7. Expanding Dominance in Electronic Warfare
Block 4 upgrades focus on cognitive electronic warfare those that can learn and adapt in real time to new threats. In concert with low‑probability‑of‑intercept datalinks and distributed processing, these enhancements will be able to enable the F‑35 and F‑22 to blind or deceive integrated air defense systems without revealing their positions.

8. Integration into Joint All‑Domain Command and Control
Upgraded Raptors and Lightnings are in line to become key nodes in the US military JADC2 network: connected via high-bandwidth, secure communications with surface, subsurface, space, and cyber assets, they will be able to conduct integrated operations across domains against peer adversaries.

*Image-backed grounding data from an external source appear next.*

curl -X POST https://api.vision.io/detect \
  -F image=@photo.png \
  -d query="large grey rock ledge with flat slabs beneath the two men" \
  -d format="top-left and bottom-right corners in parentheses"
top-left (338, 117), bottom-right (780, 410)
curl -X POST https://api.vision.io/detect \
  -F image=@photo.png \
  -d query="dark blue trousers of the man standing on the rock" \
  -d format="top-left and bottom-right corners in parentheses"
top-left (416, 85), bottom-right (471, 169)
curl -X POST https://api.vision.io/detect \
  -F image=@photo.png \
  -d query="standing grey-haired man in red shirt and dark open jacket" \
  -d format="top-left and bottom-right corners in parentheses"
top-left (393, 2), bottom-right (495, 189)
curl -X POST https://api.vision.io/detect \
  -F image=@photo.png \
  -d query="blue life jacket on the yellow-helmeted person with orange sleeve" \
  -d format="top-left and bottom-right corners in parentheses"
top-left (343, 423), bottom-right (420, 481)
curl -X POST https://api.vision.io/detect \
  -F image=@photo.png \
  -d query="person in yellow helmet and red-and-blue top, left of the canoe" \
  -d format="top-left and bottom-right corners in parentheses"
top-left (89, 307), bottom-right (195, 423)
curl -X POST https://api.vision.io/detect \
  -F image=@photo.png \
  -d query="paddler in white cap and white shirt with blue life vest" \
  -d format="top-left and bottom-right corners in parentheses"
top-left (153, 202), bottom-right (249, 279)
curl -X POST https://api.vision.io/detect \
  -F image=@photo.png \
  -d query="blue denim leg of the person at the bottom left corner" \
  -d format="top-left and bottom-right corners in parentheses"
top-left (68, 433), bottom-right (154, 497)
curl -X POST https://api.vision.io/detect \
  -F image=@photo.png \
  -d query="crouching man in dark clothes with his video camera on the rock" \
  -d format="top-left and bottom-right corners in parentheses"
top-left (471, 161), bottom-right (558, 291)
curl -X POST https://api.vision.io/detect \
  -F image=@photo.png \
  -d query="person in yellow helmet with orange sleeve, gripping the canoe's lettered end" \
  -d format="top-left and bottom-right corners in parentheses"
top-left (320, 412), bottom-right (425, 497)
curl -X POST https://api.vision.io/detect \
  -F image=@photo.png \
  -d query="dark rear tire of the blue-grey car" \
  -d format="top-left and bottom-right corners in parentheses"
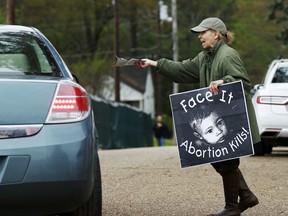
top-left (59, 156), bottom-right (102, 216)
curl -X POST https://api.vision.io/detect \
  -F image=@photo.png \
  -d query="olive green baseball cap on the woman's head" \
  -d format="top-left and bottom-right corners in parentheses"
top-left (191, 17), bottom-right (227, 35)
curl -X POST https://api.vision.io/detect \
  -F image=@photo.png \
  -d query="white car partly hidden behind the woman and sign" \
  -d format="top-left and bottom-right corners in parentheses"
top-left (252, 59), bottom-right (288, 155)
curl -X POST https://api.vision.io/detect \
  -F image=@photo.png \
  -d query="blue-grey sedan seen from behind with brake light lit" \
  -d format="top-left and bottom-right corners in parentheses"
top-left (0, 25), bottom-right (102, 216)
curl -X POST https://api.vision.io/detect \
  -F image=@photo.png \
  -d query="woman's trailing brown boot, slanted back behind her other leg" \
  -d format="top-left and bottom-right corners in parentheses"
top-left (237, 169), bottom-right (259, 213)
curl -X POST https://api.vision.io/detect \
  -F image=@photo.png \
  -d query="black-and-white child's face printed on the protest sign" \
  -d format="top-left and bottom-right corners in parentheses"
top-left (198, 113), bottom-right (228, 144)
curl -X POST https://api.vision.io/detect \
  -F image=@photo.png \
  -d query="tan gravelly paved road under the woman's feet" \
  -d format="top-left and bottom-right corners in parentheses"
top-left (99, 146), bottom-right (288, 216)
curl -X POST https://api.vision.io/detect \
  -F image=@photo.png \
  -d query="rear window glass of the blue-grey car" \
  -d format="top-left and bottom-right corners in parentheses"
top-left (0, 33), bottom-right (61, 76)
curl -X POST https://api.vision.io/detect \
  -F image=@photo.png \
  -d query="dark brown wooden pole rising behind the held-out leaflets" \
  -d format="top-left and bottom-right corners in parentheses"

9. Rapid Prototyping and Self‑Funded Development
Emphasizing its ethos of rapid prototyping, and with self-funded R&D, Skunk Works is putting upgrades on a fast track: flying demonstrators ahead of formal contracts, it shapes requirements and compresses acquisition cycles. In today’s corporate-risk approach, the urgency brought on by the Chinese and Russian advances in air and missile forces is palpable. Infusing sixth-generation capability into the F-35 and F-22 forms a pragmatic blend of ambition and realism in Lockheed Martin’s plan. In particular, such a strategy leverages existing industrial capacity, proven airframes, and emerging technologies to bring combat power sooner and at lower cost than a clean-sheet fleet. If executed as envisioned, these upgrades could keep America’s fifth-generation fighters tactically dominant until NGAD and its autonomous partners fully take the stage.